2) a) Welke wetgeving wordt door verordening [...] nr. 1408/71 als toepasselijk aangewezen indien deze werknemer
gedurende het onbetaald verlof werkzaamheden in loondienst uitoefent in een andere lidstaat?
b) Is daarbij nog van belang dat de betrokkene in het volgende jaar tweemaal en in de daarop volgende drie jaren telkens
eenmaal gedurende een periode van ongeveer één tot twee weken in dezelfde andere lidstaat in loondienst heeft gewerkt,
zonder dat in Nederland sprake was van onbetaald verlof?”
15. De verwijzingsbeslissing van 30 oktober 2015 is ter griffie van het Hof ingekomen op 5 november 2015. De Nederlandse
en de Tsjechische regering alsmede de Europese Commissie hebben schriftelijke opmerkingen ingediend. De Nederlandse
regering en de Commissie hebben pleidooi gehouden ter terechtzitting van 14 december 2016.
Beoordeling
16. Met zijn eerste vraag wenst de verwijzende rechter in wezen te vernemen of, voor de vaststelling van de toepasselijke
wetgeving, artikel 14, lid 2, van verordening nr. 1408/71 aldus moet worden uitgelegd dat een persoon die in een bepaalde
lidstaat (Nederland) woont en daar in loondienst werkzaamheden verricht, die voor een periode van drie maanden onbetaald
verlof opneemt om in loondienst in een andere lidstaat (Oostenrijk) werkzaamheden te verrichten, wordt beschouwd als
iemand die in die periode in twee lidstaten werkzaamheden in loondienst pleegt uit te oefenen.

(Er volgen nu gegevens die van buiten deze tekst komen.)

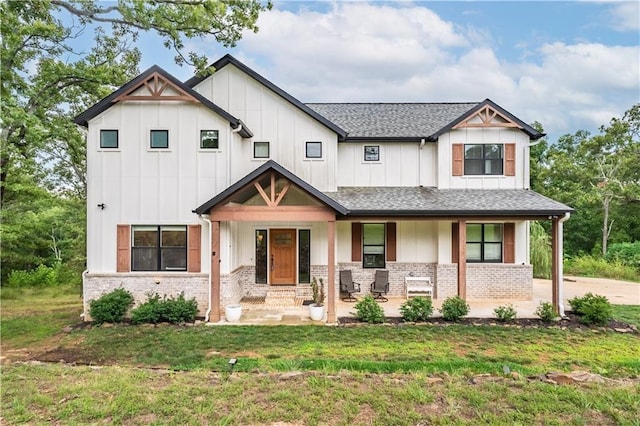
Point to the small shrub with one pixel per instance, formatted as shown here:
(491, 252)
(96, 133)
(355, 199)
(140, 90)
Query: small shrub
(179, 309)
(368, 310)
(416, 309)
(546, 312)
(454, 308)
(592, 309)
(147, 312)
(173, 310)
(505, 313)
(111, 307)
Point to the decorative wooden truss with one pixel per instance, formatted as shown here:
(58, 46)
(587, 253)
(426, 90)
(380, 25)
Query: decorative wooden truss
(486, 117)
(273, 198)
(156, 86)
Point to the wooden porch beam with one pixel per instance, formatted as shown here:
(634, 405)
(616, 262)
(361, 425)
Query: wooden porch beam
(214, 315)
(555, 266)
(331, 271)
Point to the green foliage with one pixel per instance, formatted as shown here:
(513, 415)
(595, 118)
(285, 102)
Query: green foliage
(111, 307)
(505, 313)
(627, 254)
(597, 175)
(416, 309)
(590, 266)
(454, 308)
(592, 309)
(540, 251)
(368, 310)
(546, 312)
(318, 291)
(44, 276)
(174, 310)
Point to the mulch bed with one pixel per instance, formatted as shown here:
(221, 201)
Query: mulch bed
(571, 322)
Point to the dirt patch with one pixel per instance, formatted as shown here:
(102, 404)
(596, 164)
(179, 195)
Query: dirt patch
(570, 322)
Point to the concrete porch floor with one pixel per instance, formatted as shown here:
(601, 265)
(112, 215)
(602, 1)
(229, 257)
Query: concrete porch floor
(618, 292)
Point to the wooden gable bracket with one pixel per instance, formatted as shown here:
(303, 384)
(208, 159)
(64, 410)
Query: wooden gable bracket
(156, 84)
(487, 117)
(274, 198)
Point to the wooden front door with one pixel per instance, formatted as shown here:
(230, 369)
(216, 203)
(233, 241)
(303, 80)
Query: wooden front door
(282, 263)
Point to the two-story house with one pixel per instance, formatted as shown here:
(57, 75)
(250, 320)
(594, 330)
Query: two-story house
(226, 186)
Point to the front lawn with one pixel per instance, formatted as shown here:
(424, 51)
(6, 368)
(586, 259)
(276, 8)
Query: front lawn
(404, 375)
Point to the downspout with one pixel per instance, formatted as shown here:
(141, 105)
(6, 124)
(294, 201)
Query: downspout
(206, 314)
(527, 171)
(236, 130)
(561, 264)
(83, 315)
(422, 141)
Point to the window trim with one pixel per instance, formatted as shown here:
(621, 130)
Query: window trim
(383, 245)
(483, 243)
(364, 154)
(207, 148)
(483, 159)
(306, 150)
(159, 249)
(156, 148)
(268, 144)
(103, 131)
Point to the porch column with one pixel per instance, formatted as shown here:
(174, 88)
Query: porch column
(331, 271)
(462, 259)
(214, 316)
(555, 265)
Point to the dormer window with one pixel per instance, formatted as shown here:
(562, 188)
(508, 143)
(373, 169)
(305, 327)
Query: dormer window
(159, 139)
(483, 159)
(108, 139)
(209, 139)
(372, 153)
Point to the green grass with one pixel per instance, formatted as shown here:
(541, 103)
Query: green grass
(360, 375)
(56, 394)
(589, 266)
(627, 313)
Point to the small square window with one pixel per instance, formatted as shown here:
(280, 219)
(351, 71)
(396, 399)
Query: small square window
(261, 150)
(313, 150)
(108, 138)
(372, 153)
(209, 139)
(159, 139)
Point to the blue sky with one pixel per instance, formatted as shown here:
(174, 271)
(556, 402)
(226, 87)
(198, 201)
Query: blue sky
(569, 65)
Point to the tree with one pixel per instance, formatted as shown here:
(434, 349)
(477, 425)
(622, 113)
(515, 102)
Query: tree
(600, 177)
(45, 81)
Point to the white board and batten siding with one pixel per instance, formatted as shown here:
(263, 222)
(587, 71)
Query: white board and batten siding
(495, 135)
(400, 164)
(275, 120)
(141, 185)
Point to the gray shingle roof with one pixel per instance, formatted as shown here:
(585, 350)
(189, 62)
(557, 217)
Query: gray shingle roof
(392, 120)
(422, 201)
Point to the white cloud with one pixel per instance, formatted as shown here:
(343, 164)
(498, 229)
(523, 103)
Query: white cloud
(626, 16)
(362, 52)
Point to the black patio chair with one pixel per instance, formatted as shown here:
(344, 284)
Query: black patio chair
(381, 285)
(348, 286)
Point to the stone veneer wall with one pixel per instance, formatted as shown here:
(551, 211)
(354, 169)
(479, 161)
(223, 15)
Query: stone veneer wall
(140, 284)
(487, 281)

17. Met zijn tweede vraag wenst de verwijzende rechter in wezen vast te stellen welke wetgeving door de bepalingen van
titel II van verordening nr. 1408/71 als toepasselijk wordt aangewezen ten aanzien van een dergelijke persoon.
18. Ik ben van oordeel dat beide vragen nauw met elkaar zijn verweven. Indien het antwoord op de eerste vraag
bevestigend luidt en X moet worden beschouwd als iemand die in twee lidstaten werkzaamheden in loondienst pleegt
uit te oefenen, zou overeenkomstig de in artikel 14, lid 2, onder b), i), van verordening nr. 1408/71 vervatte conflictregel
de wetgeving van haar woonlidstaat, Nederland, op haar van toepassing zijn. Indien X daarentegen geacht moet worden
gedurende haar onbetaald verlof geen werkzaamheden in loondienst te hebben verricht in Nederland, zou de Oostenrijkse
wetgeving gedurende die maanden van toepassing zijn.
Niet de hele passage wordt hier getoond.